Aşağıdaki gösteri koduna bakın. Kaynak kodunun tamamı için bkz. HoloHub Endoskopi Derinlik Tahmini uygulaması.
def compute(self, op_input, op_output, context):
stream = cv2.cuda_Stream()
message = op_input.receive("in")
cp_frame = cp.asarray(message.get("")) # CuPy array
cv_frame = gpumat_from_cp_array(cp_frame) # GPU OpenCV mat
## Call OpenCV Operator
cv_frame = cv2.cuda.XXX(hsv_merge, cv2.COLOR_HSV2RGB)
cp_frame = gpumat_to_cupy(cv_frame)
cp_frame = cp.ascontiguousarray(cp_frame)
out_message = Entity(context)
out_message.add(hs.as_tensor(cp_frame), "")
op_output.emit(out_message, "out")
Özet
OpenCV CUDA operatörlerini Holoscan SDK üzerine kurulu uygulamalara dahil etmek, OpenCV GpuMat ve CuPy dizileri arasındaki dönüşümü kolaylaştıran iki fonksiyonun uygulanmasını gerektirir. Bu işlevler, özelleştirilmiş operatörler dahilinde Holoscan Tensörlerine doğrudan erişim sağlar. Bu işlevleri çağırarak, gelişmiş performans için bellek aktarımı olmadan uçtan uca GPU ile hızlandırılmış uygulamaları sorunsuz bir şekilde oluşturabilirsiniz.

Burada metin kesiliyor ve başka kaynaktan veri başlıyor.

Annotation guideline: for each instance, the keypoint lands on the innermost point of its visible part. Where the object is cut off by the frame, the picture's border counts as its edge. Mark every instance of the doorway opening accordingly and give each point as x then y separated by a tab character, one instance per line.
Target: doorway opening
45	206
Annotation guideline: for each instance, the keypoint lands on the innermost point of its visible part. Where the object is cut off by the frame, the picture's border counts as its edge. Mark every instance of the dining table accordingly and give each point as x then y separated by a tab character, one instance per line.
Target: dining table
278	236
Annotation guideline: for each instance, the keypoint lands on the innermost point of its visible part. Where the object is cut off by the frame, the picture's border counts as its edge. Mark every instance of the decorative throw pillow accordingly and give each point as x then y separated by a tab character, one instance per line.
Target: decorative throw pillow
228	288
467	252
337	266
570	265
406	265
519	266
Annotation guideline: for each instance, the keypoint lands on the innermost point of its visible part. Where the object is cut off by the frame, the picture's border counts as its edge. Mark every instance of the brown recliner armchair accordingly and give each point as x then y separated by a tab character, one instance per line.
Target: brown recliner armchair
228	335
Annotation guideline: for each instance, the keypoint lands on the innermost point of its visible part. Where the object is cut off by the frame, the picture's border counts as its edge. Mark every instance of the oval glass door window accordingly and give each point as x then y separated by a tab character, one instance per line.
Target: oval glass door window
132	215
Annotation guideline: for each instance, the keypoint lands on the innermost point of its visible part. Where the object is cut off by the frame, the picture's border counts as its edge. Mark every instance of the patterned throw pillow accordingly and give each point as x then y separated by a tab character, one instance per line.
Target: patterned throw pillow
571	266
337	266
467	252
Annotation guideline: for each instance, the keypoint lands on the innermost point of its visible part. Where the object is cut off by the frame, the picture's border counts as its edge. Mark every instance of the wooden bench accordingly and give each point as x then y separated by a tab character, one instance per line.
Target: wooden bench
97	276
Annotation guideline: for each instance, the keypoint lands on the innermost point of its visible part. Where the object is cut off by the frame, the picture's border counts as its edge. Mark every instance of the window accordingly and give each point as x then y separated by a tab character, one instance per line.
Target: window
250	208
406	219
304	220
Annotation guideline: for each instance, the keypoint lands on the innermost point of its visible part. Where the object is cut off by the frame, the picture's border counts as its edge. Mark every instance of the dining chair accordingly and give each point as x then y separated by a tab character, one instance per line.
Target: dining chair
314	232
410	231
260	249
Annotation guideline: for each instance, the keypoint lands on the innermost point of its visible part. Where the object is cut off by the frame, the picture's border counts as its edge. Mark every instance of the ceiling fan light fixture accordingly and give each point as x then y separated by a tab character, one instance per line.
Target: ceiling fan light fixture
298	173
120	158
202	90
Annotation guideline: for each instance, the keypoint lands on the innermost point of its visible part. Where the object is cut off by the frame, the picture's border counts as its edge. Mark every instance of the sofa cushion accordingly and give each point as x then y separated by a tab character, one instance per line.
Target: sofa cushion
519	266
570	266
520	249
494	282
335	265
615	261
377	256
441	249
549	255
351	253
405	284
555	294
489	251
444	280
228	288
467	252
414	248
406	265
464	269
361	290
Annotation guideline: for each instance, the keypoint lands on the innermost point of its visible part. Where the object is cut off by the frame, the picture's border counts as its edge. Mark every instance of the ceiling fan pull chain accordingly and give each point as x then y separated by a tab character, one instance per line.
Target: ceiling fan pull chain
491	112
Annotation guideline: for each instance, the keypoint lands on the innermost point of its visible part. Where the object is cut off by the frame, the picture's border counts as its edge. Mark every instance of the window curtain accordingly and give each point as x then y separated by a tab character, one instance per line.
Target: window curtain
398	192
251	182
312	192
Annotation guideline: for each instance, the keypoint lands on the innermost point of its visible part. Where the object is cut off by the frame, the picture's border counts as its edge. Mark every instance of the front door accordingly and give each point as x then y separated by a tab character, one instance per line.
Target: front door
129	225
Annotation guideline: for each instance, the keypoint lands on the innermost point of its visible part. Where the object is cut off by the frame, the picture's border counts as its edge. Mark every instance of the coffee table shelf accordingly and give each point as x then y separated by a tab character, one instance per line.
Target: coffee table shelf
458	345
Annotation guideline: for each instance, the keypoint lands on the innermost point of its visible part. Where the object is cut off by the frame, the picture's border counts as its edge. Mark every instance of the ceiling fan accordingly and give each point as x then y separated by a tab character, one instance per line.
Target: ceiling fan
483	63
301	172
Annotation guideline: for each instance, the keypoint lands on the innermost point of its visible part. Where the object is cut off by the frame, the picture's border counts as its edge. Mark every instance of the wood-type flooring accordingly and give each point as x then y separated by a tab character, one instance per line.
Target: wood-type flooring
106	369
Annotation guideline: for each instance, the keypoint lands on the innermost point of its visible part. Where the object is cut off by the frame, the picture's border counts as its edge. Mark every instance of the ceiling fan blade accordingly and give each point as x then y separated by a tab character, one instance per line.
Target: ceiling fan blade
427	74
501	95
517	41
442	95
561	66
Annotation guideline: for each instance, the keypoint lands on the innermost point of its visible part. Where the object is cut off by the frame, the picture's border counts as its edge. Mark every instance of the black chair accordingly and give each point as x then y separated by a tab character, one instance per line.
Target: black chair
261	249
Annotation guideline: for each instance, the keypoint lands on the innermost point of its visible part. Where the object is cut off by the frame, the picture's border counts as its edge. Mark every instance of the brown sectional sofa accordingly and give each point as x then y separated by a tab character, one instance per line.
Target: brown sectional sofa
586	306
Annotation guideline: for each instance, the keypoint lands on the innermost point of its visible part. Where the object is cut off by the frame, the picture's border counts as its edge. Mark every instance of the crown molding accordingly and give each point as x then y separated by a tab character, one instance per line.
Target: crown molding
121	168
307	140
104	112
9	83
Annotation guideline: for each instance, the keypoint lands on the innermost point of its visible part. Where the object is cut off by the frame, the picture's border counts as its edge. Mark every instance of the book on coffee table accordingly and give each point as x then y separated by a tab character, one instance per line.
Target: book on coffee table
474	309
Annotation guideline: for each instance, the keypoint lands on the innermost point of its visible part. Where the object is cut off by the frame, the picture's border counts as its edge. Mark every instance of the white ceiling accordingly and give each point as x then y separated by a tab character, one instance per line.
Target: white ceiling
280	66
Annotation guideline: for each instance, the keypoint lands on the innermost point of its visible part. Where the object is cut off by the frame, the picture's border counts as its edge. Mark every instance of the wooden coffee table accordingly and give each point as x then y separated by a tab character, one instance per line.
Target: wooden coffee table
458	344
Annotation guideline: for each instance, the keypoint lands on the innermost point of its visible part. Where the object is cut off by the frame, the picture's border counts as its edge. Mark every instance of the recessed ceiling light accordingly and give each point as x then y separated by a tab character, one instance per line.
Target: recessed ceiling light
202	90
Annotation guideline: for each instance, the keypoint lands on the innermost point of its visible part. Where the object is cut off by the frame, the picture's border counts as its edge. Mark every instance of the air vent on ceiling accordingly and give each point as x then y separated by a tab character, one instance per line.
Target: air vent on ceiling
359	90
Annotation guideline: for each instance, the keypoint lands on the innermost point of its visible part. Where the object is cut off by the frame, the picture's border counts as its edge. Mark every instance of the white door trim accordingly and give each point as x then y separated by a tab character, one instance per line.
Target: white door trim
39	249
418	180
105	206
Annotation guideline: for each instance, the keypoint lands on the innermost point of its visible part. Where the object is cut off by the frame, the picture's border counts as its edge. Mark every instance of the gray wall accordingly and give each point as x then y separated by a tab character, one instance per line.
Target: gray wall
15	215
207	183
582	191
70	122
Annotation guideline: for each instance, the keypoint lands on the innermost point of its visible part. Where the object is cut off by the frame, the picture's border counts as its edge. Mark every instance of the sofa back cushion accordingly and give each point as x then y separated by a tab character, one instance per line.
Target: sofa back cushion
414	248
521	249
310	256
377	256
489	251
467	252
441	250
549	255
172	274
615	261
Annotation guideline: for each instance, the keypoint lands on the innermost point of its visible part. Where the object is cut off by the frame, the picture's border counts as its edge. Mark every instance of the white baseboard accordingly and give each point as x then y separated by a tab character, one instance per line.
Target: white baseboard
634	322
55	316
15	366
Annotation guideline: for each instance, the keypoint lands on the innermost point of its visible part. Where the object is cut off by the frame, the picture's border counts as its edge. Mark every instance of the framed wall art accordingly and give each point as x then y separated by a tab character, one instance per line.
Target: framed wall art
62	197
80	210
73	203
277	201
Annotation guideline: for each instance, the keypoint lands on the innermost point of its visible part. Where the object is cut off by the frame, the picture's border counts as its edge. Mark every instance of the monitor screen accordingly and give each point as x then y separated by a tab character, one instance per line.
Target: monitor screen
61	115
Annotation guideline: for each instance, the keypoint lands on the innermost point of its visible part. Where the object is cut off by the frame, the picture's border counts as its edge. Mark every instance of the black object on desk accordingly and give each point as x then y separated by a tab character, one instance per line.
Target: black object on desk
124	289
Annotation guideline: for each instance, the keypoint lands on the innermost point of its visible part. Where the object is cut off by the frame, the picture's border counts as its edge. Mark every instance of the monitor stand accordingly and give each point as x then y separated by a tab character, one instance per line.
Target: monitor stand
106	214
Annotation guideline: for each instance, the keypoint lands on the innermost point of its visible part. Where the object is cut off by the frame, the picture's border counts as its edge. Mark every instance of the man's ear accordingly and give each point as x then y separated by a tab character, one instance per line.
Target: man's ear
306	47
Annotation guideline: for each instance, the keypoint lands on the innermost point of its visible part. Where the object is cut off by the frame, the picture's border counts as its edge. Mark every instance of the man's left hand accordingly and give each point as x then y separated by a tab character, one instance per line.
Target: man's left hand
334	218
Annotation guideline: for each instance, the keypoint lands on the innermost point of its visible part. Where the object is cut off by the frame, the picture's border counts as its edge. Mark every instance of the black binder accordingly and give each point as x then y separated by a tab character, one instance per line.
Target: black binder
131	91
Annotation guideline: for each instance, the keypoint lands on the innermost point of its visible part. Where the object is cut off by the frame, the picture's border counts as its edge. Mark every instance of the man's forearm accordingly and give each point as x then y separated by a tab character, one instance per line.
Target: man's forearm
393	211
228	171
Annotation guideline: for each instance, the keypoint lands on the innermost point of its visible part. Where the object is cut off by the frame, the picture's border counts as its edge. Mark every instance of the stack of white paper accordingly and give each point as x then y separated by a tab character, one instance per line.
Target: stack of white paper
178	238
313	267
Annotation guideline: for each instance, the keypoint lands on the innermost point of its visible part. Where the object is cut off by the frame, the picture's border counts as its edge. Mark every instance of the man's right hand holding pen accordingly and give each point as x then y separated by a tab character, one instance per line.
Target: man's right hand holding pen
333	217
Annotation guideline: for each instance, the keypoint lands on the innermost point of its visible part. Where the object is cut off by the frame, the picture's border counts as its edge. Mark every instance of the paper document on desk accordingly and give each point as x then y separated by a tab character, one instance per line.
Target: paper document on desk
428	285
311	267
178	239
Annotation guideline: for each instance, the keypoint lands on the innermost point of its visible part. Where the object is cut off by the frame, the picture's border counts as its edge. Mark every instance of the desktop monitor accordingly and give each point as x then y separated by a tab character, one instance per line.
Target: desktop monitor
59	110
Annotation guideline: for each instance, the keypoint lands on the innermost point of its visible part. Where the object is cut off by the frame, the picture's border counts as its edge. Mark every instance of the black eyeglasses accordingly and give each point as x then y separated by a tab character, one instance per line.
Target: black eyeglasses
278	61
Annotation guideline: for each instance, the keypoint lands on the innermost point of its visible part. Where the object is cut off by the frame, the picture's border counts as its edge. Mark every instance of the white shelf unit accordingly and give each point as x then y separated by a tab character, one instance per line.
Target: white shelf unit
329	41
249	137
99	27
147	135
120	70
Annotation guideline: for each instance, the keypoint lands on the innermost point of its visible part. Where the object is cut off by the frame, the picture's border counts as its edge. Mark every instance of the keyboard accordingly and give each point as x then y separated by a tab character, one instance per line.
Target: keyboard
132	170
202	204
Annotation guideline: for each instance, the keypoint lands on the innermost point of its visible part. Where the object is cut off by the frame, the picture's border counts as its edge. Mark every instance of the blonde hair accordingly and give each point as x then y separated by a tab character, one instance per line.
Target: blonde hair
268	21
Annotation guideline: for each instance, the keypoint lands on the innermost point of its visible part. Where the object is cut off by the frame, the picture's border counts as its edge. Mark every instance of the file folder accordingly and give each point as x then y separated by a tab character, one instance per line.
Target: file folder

Başlamak,Holoscan SDK 2.0'ı indirinve kontrol edinsürüm notları. NVIDIA Geliştirici forumlarında sorular sorun ve bilgi paylaşın.
Yardımcı NVIDIA'da diğer harici kitaplıkların Holoscan SDK hattına nasıl entegre edileceği hakkında daha fazla bilgi edinin HoloHub öğreticisi. Ayrıca şu adresteki örnek kod ve uygulamalardan da başlayabilirsiniz: nvidia-holoscan/holohubNVIDIA Holoscan AI sensör işleme topluluğunun merkezi deposu.